Metadata-Version: 2.4
Name: nlp-text-clean
Version: 0.1.2
Summary: A simple and configurable text preprocessing library for NLP tasks.
Author-email: Santhosh Bora <borasanthosh921@gmail.com>
License-Expression: MIT
Project-URL: Homepage, https://github.com/santhoshreddybora/nlp-text-clean
Project-URL: Bug Tracker, https://github.com/santhoshreddybora/nlp-text-clean/issues
Keywords: nlp,text-cleaning,preprocessing,stopwords,lemmatization
Classifier: Development Status :: 3 - Alpha
Classifier: Intended Audience :: Developers
Classifier: Programming Language :: Python :: 3
Classifier: Programming Language :: Python :: 3.8
Classifier: Programming Language :: Python :: 3.9
Classifier: Programming Language :: Python :: 3.10
Classifier: Programming Language :: Python :: 3.11
Classifier: Topic :: Text Processing :: Linguistic
Requires-Python: >=3.8
Description-Content-Type: text/markdown
License-File: LICENSE
Requires-Dist: nltk>=3.8
Provides-Extra: nlp
Requires-Dist: spacy>=3.0; extra == "nlp"
Dynamic: license-file

# NLP Text Cleaner

[![PyPI Version](https://img.shields.io/pypi/v/nlp-text-clean)](https://pypi.org/project/nlp-text-clean/)
[![License](https://img.shields.io/pypi/l/nlp-text-clean)](https://opensource.org/licenses/MIT)
[![Python Versions](https://img.shields.io/pypi/pyversions/nlp-text-clean)](https://pypi.org/project/nlp-text-clean/)

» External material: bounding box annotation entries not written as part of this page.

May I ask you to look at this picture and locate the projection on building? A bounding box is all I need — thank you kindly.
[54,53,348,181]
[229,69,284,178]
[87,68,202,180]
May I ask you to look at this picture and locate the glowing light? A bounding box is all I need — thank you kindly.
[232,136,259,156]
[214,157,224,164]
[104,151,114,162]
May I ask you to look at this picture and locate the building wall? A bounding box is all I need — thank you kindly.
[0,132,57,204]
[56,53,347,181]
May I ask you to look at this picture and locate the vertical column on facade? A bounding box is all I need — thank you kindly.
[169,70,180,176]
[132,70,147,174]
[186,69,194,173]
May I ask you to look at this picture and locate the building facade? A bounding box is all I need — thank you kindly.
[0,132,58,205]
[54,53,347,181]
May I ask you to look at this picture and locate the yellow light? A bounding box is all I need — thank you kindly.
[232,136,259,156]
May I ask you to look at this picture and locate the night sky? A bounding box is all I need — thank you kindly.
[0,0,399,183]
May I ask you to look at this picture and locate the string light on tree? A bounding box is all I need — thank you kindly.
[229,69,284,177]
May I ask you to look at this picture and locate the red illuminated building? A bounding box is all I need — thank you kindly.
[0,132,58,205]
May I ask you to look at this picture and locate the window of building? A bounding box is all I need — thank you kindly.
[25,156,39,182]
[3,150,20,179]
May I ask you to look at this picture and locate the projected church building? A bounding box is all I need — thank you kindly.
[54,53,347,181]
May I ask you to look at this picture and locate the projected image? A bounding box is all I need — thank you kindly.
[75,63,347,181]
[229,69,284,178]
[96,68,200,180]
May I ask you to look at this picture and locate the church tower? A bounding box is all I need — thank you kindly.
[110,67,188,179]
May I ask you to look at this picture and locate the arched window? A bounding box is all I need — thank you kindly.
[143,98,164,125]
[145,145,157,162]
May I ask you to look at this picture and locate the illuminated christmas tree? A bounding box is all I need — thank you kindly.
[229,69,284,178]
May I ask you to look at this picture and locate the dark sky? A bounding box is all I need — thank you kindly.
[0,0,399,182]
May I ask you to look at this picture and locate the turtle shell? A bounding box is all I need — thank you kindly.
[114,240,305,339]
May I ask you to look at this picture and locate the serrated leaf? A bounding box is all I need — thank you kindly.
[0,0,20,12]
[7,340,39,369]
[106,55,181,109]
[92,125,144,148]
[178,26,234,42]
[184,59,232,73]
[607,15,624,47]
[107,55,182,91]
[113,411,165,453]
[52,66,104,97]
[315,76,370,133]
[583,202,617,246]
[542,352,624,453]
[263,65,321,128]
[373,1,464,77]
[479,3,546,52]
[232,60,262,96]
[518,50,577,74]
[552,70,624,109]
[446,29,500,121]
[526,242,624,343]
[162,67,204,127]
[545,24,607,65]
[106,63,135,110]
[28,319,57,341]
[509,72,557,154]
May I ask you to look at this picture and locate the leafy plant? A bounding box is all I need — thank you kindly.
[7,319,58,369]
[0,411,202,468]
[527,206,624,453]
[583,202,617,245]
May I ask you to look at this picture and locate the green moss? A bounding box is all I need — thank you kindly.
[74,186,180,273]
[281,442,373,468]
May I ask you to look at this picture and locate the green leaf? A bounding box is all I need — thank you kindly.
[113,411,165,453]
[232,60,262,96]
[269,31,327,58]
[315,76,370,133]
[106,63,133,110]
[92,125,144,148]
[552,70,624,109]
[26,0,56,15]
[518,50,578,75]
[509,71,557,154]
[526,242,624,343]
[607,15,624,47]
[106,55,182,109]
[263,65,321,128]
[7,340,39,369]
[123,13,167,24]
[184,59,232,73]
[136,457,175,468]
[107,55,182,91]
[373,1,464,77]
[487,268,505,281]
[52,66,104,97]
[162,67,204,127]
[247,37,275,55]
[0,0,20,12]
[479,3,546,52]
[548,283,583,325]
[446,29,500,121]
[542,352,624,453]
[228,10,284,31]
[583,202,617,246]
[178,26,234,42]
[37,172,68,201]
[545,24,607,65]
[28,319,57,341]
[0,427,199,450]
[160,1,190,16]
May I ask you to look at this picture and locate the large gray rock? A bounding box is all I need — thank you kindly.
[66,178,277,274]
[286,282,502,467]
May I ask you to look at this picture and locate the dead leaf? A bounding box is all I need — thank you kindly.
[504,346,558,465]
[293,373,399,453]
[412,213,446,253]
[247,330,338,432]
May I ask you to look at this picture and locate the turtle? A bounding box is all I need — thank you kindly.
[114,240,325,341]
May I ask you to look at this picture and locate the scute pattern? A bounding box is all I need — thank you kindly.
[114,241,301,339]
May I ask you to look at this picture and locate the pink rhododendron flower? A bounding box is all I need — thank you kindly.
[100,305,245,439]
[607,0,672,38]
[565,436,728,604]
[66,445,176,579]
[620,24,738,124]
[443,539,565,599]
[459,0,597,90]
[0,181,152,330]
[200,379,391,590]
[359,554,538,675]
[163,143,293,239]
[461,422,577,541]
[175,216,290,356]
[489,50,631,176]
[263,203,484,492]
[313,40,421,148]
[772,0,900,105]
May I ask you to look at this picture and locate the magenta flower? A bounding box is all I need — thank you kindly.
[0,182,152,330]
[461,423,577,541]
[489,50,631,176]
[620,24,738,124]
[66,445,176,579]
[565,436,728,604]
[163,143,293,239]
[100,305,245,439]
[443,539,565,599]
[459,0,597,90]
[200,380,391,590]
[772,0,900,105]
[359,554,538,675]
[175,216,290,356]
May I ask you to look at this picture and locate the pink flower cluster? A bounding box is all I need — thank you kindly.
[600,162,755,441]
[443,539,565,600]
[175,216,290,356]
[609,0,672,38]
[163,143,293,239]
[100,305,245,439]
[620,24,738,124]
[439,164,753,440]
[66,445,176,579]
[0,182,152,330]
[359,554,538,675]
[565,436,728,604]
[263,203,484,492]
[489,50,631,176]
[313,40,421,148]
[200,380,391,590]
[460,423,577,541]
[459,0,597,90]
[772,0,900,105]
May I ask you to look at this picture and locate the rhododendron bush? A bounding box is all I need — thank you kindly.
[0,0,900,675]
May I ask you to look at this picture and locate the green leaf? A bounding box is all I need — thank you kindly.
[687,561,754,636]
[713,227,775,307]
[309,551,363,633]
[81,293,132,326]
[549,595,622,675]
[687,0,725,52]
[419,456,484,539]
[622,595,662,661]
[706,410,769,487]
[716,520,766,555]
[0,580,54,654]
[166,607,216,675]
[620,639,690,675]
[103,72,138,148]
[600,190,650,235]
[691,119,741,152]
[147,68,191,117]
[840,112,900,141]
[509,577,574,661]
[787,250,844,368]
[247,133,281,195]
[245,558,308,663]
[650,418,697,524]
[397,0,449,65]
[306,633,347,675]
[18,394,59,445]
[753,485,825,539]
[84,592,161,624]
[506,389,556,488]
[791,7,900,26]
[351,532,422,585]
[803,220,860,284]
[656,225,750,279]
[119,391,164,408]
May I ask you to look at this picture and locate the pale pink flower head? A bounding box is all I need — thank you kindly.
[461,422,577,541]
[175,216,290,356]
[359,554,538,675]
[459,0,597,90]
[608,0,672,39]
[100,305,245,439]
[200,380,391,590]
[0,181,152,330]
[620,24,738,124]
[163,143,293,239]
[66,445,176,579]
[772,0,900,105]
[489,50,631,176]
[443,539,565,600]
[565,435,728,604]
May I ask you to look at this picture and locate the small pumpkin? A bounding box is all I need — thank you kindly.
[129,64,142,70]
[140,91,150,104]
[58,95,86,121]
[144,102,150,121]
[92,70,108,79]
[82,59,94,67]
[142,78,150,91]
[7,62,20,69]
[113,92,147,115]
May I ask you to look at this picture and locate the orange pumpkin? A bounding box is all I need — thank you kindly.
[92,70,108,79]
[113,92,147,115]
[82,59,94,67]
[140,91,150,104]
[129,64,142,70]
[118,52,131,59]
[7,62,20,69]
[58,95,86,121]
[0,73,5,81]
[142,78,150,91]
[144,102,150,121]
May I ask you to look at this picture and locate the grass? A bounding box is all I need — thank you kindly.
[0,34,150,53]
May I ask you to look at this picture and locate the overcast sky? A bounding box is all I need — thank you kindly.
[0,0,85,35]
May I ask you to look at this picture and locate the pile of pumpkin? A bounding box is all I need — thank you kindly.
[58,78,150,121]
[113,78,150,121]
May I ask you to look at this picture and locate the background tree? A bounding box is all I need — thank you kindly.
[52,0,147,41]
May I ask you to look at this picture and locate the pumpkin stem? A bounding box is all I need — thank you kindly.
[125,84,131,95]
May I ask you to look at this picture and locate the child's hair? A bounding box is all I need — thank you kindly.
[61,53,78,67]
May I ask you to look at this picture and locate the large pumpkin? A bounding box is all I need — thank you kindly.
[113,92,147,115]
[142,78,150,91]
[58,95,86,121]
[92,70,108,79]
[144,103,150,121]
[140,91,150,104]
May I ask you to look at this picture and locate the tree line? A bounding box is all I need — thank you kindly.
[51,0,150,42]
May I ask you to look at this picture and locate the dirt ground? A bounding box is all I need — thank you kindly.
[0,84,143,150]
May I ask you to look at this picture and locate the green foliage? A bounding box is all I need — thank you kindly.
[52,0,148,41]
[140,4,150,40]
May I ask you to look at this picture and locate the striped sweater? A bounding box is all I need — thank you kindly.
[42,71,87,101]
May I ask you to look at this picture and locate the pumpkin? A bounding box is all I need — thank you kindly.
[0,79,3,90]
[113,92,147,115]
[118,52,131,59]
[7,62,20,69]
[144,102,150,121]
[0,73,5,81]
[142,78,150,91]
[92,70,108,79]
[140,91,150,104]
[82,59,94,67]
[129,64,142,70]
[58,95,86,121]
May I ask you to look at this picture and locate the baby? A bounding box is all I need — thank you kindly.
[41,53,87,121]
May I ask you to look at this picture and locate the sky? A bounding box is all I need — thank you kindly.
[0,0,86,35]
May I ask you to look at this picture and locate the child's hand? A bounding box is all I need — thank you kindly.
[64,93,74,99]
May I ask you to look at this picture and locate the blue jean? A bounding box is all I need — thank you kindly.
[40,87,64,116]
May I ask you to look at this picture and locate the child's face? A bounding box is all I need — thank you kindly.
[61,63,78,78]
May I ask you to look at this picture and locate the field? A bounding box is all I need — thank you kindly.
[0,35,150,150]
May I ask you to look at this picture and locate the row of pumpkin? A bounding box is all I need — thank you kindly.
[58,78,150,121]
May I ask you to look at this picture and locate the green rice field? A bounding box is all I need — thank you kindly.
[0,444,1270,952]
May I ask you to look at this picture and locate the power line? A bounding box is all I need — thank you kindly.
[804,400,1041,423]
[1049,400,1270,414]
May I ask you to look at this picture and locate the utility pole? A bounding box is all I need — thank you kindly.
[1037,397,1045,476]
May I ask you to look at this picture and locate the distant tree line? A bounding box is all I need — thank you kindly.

A lightweight, configurable Python library for **text preprocessing** in NLP tasks.  
It helps you clean raw text by lowercasing, removing noise, lemmatizing, and more — ready for **machine learning** or **deep learning** models.

---

## ✨ Features
- Convert text to lowercase  
- Remove special characters  
- Remove punctuation (optional)  
- Remove numbers or replace them with `<NUM>` token  
- Remove extra spaces  
- Lemmatization (default) or stemming (optional)  
- Stopword removal (customizable)  
- Multi-language support (via **NLTK** / **spaCy**)  
- Add your own **custom stopwords**  
- Remove Html Tags
- Remove URLs


## Installation

From **PyPI**:
```bash
pip install nlp-text-clean
From TestPyPI (for testing):

🚀 Usage
python

from nlp_text_clean.cleaner import TextCleaner

# Initialize with custom options
cleaner = TextCleaner(
    remove_numbers=True,
    remove_punctuation=True,
    remove_special_chars=True,
    use_stemming=False,
    use_lemmatization=True,
    language="english",
    custom_stopwords=None,
    preserve_num_token=False,
    remove_html_tags=False,
    remove_urls=False
)

text = "He scored 100 marks!!! Running better than others."
cleaned = cleaner.clean_text(text)

print(cleaned)
# Output: "score <NUM> mark run well"
```

## Parameters
| Parameter Name        | Type         | Default   | Description                                      |
|-----------------------|--------------|-----------|--------------------------------------------------|
| remove_numbers        | bool         | False     | Remove numbers from text                         |
| preserve_num_token    | bool         | False     | Replace numbers with `<NUM>` token               |
| remove_punctuation    | bool         | True      | Remove punctuation marks                         |
| remove_special_chars  | bool         | True      | Remove non-alphanumeric characters               |
| use_lemmatization     | bool         | True      | Apply lemmatization                              |
| use_stemming          | bool         | False     | Apply stemming instead of lemmatization          |
| stopwords_language    | str          | "english" | Language for stopwords                           |
| custom_stopwords      | list[str]    | None      | Add your own stopwords                           |
| remove_html_tags      | bool         | False     | Remove HTML tags                                 |
| remove_urls           | bool         | False     | Remove Urls                                      |


* Running Tests
```bash
pytest
```

### Why use this package?
There are other preprocessing tools (like NLTK or clean-text), but nlp-cleaner is designed to be:

1) Lightweight & Easy to Use → Just one class, minimal setup

2) Highly Configurable → Toggle lemmatization, stemming, number handling, punctuation, etc.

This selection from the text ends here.